Spanien schafft das nicht allein. Aber da seine Banken direkt Hilfe vom Eurorettungsschirm erhalten, muss das Land sich nicht als Ganzes dem brutalen Spardiktat der EU unterwerfen.  Das ist aus psychologisch-politischen Gründen von Vorteil.

Und eine Vergemeinschaftung der Bankenhaftung, die eine Bankenunion impliziert, ist auch für Deutschland leichter zu schlucken als eine Haftung für alle Staatsschulden, die die Einführung von Eurobonds mit sich bringen würde.

Was von den Euro-Finanzministern am Samstag entschieden wurden, ist die Korrektur einer fatalen Fehlentscheidung, die bereits kurz nach der Lehman-Pleite 2008 gefallen ist: Damals beschlossen die EU-Staaten, das jedes Land seine eigenen Banken retten muss.
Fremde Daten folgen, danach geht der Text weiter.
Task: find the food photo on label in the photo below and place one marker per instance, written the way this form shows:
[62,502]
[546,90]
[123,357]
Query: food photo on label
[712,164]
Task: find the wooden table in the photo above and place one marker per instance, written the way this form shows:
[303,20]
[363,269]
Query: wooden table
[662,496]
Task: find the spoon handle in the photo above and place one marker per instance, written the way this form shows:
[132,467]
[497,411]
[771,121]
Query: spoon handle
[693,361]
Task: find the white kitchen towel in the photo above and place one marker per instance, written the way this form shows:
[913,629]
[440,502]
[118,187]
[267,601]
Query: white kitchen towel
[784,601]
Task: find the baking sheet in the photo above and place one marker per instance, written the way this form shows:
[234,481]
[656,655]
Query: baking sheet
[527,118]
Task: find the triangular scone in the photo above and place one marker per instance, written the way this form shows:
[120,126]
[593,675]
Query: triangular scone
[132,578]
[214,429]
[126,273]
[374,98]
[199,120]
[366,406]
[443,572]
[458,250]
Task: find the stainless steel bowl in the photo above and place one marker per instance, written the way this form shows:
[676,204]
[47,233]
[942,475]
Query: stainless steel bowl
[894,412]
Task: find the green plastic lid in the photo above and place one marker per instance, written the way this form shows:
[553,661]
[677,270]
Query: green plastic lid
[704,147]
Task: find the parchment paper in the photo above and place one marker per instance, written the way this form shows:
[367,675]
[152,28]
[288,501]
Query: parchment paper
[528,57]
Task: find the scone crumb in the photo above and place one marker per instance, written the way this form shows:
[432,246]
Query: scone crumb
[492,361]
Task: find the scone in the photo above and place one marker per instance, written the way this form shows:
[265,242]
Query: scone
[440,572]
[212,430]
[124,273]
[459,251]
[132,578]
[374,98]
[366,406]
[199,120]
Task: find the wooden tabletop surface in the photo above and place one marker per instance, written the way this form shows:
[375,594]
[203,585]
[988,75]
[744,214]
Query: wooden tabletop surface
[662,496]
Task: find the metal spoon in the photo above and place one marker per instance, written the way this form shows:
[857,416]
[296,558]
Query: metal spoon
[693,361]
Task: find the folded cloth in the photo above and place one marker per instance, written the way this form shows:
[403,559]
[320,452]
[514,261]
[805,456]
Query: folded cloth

Das führte zu jenem schlimmen Kreislauf aus Bankenkrisen, explodierenden Staatsschulden, steigenden Renditen auf Staatsanleihen und daraus resultierenden neuen Bankenkrisen, die den Euro nun zu zerreißen droht.

Das erste Land, das damals übrigens von dieser Entwicklung erfasst wurde, war Österreich. Die schlechte Entwicklung in vielen Staaten Mittel- und Osteuropas brachte die heimischen Großbanken in Gefahr, und das hätte das heimische Budget nicht verkraftet. Die damals beschlossene „Wiener Initiative“ bedeutete implizit, dass Deutschland und andere notfalls die Banken retten würden, um den sich anbahnenden katastrophalen Kapitalausfluss aus CEE zu vermeiden.

Diese versteckte Garantie erfüllte ihren Zweck: Der Kapitalabfluss wurde gestoppt, die CEE-Währungen erholten sich, und die Banken konnten ihre Verluste begrenzen.

Wenn es in den kommenden Wochen gelingt, durch gemeinsame Haftung nicht nur für Spaniens Banken das Vertrauen in das europäische Bankensystem wieder herzustellen, dann ist eine der Hauptursachen für die Eurokrise neutralisiert. Dann kann endlich daran gegangen werden, die Eurozone auf neue Fundamente zu stellen und vielleicht die Krise hinter sich zu lassen.

Dann wäre das spanische Ansuchen um Finanzhilfe der Wendepunkt in der Eurokrise. Wenn nicht, dann ist es der Anfang vom Ende des Euro.